Was in der Debatte vergessen wird

Völlig vergessen wird derzeit: Dass in einigen Gemeinden und Städten die Aufnahmekapazität an ihre Grenzen gerät, liegt nicht so sehr an der aktuellen Anzahl von Geflüchteten, sondern vor allem an der absolut notwendigen Aufnahme von ca. einer Million Menschen aus der Ukraine. Vergessen wird aber auch – und das sollten sich die Herren Merz, Lindner und Buschmann einmal fragen, bevor sie die nächste Breitseite gegen Geflüchtete loslassen: Wer reinigt eigentlich ihre Büros? Wer schleppt ihnen die Pakete von Amazon, UPS, Hermes oder DHL bis vor die Wohnungstür? Wer sorgt dafür, dass derzeit nicht noch mehr Bus- und Straßenbahnlinien von den kommunalen Verkehrsbetrieben nicht bedient werden können? Es sind zum größten Teil Geflüchtete.

Sie haben dafür gesorgt, dass in der Corona-Zeit die Logistik nicht zusammengebrochen ist. Doch davon ist derzeit genauso wenig die Rede wie davon, dass es in den vergangenen Monaten weder dem Bundespräsidenten oder Bundeskanzler, noch irgendeinem/einer Ministerpräsidenten/in oder Oberbürgermeister*in, von führenden Politiker*innen in den Parteien ganz zu schweigen, in den Sinn gekommen wäre, sich hörbar und zuerst bei den Hunderten Initiativen und Tausenden Bürger*innen in ganz Deutschland zu bedanken, die Tag für Tag Geflüchteten beistehen, sie bei Behördengängen begleiten, ihnen bei der Integration behilflich sind, Sprachunterricht erteilen, ihnen den Rücken stärken. Ohne dieses seit Jahren andauernde ehrenamtliche Engagement der Vielen hätten wir tatsächlich eine Migrationskrise. Doch davon ist seit Monaten mit keiner Silbe die Rede. Stattdessen erhalten sie ungesagt die bittere Botschaft: Ihr engagiert euch für die Falschen.

Die Menschenwürde der Geflüchteten in den Blick nehmen

Ebenso ist es reine Augenwischerei, die Zahl von Geflüchteten, die bei uns Schutz suchen, dadurch reduzieren zu wollen, dass man sog. „Anreize“ oder „Pullfaktoren“ beseitigt. Gemeint sind dann Sozialleistungen für Geflüchtete. Die Vorstellung, dass sich in Somalia jemand deswegen auf die Flucht begibt, weil er in Deutschland ein paar Euro mehr Sozialleistungen als in einem anderen EU-Land bekommt, bzw. abgeschreckt wird, weil nun eine sog. „Bezahlkarte“ eingeführt werden soll, ist geradezu irrig – und sagt eine Menge über das Neid-Denken eines Herrn Merz und Panikattacken von Politiker*innen aus, denen der Kompass verlorengegangen ist.

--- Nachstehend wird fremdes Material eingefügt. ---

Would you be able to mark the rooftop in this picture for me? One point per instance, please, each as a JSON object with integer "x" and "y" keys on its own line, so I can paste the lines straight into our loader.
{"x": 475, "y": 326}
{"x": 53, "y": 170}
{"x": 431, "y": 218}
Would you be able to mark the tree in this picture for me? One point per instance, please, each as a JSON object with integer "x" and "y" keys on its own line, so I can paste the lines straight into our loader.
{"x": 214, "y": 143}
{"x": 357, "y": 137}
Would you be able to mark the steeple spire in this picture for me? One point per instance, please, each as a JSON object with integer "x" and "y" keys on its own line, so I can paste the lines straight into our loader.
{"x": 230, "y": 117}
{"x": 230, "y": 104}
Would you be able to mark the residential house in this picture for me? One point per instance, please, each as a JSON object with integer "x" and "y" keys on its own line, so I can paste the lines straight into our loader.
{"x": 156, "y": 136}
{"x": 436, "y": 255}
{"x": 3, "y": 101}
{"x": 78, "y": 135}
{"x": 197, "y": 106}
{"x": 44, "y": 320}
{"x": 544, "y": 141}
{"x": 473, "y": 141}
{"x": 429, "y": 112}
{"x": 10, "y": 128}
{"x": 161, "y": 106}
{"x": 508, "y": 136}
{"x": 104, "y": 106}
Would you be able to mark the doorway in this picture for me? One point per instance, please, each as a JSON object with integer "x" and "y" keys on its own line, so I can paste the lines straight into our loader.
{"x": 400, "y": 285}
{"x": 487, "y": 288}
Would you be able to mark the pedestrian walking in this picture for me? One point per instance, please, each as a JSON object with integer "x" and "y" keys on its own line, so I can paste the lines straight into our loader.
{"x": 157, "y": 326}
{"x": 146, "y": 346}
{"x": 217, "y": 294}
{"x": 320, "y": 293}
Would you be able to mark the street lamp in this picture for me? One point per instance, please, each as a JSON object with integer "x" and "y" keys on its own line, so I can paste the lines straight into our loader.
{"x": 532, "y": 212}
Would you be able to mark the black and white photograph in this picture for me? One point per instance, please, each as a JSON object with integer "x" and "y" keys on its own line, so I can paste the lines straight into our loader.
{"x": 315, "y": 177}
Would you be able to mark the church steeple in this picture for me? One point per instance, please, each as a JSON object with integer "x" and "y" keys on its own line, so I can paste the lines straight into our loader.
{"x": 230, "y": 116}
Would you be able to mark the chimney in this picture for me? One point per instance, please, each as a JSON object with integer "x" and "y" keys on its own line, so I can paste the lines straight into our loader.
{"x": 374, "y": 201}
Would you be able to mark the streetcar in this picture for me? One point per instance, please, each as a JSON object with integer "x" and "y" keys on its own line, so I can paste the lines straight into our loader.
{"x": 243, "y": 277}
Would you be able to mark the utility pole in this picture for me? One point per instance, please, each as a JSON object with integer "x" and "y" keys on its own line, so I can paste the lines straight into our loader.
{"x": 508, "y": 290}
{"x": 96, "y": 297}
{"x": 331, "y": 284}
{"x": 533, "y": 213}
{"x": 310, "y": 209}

Der größte Anreiz für Geflüchtete, sich auf den Weg nach Europa, nach Deutschland zu machen, ist trotz aller Einschränkungen die Aussicht, hier angstfrei und in Frieden leben zu können, Demokratie zu erfahren, Meinungs- und Religionsfreiheit zu erleben. In der „Logik“ der derzeitigen Debatte müssten ja auch diese „Anreize“ beseitigt werden. Dass die AfD dieses beabsichtigt, ist offensichtlich. Aber wollen sich CDU, FDP, SPD, Bündnis 90/Die Grünen tatsächlich auf einen solchen Irrweg begeben? Das ist so abwegig, dass man sich nur wundern kann, dass die derzeitige „Anreiz“-Rhetorik hundertfach in den Medien wiedergekäut wird. Es wird höchste Zeit, dass wir zu einer Tonlage zurückfinden, die dem Gegenstand, nämlich der Menschenwürde von Geflüchteten, entspricht und die das Wichtigste im Blick behält: die Integration der Geflüchteten und die Wahrung der Grundrechte aller.

Der Text erschien zuerst im Blog des Autors.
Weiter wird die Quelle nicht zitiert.